METHODS: Data from the 2014 Kansas Behavioral Risk Factor Surveillance System (KS-BRFSS) was used to examine disparities in current smoking (i.e. having smoked at least 100 cigarettes and currently smoking every day or some days) by sex, race/ethnicity, education, annual household income, health insurance status, disability status, mental health status, and sexual orientation. Initial analyses used chi-squared tests to identify significant disparities in the weighted prevalence of current smoking for each sub-population. An index was then created that summed the number of disparity risk factors for each individual to examine the overall co-occurrence of disparate characteristics. The R package “confreq” was used to conduct CFA to identify “types” (patterns of disparate characteristics observed more frequently than expected by chance) and “anti-types” (patterns observed less frequently than expected by chance).

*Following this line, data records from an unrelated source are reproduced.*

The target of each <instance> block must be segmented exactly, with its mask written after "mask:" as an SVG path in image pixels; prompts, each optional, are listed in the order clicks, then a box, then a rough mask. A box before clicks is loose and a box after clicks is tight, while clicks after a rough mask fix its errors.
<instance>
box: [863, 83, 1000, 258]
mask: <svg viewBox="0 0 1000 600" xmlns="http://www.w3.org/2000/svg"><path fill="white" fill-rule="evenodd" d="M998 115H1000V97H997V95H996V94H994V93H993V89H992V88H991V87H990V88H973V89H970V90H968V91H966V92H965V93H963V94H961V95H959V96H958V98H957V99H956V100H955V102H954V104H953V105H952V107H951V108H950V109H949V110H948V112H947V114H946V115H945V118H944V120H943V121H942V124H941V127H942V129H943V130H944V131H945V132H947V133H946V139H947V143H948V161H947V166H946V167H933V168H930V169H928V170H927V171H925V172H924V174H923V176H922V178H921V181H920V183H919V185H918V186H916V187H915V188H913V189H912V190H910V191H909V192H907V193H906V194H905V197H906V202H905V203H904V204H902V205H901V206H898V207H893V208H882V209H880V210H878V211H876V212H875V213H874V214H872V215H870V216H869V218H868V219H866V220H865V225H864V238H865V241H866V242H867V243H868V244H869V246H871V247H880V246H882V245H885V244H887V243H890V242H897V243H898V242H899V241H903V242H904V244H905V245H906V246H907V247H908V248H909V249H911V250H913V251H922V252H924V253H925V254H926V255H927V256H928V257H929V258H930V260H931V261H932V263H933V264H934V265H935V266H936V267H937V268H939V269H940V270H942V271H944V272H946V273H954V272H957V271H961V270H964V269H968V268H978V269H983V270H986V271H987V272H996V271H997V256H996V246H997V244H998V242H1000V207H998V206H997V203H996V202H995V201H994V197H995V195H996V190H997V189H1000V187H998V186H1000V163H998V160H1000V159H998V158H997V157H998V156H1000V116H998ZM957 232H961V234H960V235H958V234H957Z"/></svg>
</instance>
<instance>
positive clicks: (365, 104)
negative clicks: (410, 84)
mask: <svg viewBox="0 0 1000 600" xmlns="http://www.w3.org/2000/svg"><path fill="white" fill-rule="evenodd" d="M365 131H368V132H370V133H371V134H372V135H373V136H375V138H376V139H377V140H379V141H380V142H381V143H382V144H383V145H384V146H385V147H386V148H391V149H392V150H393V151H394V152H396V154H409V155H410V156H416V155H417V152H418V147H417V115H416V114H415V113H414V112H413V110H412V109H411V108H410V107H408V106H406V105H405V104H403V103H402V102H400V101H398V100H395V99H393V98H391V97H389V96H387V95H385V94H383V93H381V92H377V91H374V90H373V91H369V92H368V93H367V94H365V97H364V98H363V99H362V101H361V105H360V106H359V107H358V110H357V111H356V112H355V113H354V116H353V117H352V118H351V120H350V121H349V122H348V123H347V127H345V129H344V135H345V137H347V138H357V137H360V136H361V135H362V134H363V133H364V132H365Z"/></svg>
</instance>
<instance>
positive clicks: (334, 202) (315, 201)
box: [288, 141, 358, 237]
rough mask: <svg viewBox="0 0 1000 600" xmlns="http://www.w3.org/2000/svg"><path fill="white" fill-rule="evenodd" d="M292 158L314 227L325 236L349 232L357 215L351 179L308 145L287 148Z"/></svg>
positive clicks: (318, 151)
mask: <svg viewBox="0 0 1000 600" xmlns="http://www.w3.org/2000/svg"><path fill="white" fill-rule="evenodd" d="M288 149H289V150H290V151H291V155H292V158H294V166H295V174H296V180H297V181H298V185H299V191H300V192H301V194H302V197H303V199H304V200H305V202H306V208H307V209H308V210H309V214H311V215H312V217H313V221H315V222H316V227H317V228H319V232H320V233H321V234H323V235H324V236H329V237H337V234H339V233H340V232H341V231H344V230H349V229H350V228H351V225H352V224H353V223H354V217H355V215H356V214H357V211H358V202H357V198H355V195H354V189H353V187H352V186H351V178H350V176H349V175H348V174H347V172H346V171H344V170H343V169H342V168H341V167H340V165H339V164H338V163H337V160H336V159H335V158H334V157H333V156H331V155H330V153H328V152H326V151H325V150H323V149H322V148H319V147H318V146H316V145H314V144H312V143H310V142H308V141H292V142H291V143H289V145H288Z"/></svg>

RESULTS: Initial analyses identified significant disparities in the prevalence of current smoking within each of the socio-demographic characteristics examined. In addition, the disparity index indicated a substantial co-occurrence of disparity characteristics among current smokers: more than 40% scored four or higher on the index compared to only 18.2% of non-smokers. Results from the CFA identified a substantial number of types (n=29) and one anti-type however only five types met standard BRFSS suppression criteria for estimation of prevalence (i.e. numerator ≥5, denominator≥50 and RSE≤30). Among these types, women age 35 years and older who have poor mental health status, no health insurance, are living with a disability and have an annual household income of less than $25,000 had the highest prevalence of smoking (≥42.0%). The prevalence of current smoking was 11.4% or lower for the remaining three types.
CONCLUSIONS: The characteristics that identify smoking related disparities do not occur in isolation and the use of person-oriented analyses to examine constellations of disparity-related characteristics may advance how programs can target their efforts to reach those in the population that are most impacted by tobacco use.